While Waldron was originally going to retire at the end of the series but an unfortunate injury in the second game saw her out of the third ODI on Friday (July 28) as well.
“It’s obviously a very emotional time but I’m very proud of what I have achieved,” said Mary Waldron on her decision to retire. “I want to say a huge thank you to staff and coaches at Cricket Ireland for the opportunity to represent my country, and to Pembroke and Malahide for shaping my journey and supporting me all the way.
“To my family and Roxane, thank you for your support – and giving me a roof over my head whenever I needed it. More specifically, to Mum and Dad the best supporters in the world – thank you for everything. Finally, to my teammates, I will miss you so much, but can’t wait to follow your journey over the years ahead,” she continued.
— Ireland Women’s Cricket (@IrishWomensCric) July 28, 2023
Mary Waldron started playing cricket in her mid-20s, having previously played for Ireland in football. Apart from scoring 481 runs in ODIS and 531 runs in T20Is, Waldron also took 67 catches and made 44 stumpings in her international career as well. She was also the captain of the senior team in 10 matches, with a win percentage of 60 as well.

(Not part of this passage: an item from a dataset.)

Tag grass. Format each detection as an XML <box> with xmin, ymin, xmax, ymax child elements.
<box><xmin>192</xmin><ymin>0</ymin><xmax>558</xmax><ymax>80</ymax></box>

“She will be missed greatly, by the coaches, but probably more so by her teammates” – Ed Joyce on Mary Waldron
“Mary was one of those players you always wanted in your squad – a born leader both on and off the field, no matter the situation, she could always be relied upon to rally her teammates or be a support during challenging times,” added Ed Joyce, head coach of the Ireland women’s team.
“Being someone who came relatively late to cricket, it’s incredible how she learned quickly, and how insightful and incisive she became. Not only did she lead the side on ten occasions, but her on-field support for the captain from behind the stumps became increasingly important. Her ability to read the game, quickly analyse a situation or to spot a fielding change was welcomed by successive captains,” he stated.
“She will be missed greatly, by the coaches, but probably more so by her teammates to whom she was friend, colleague or mentor – and sometimes all three at once. I know her playing retirement is not Mary’s loss to our sport, as she is already making her way through the umpiring ranks and I wish her well in that new primary focus,” he concluded.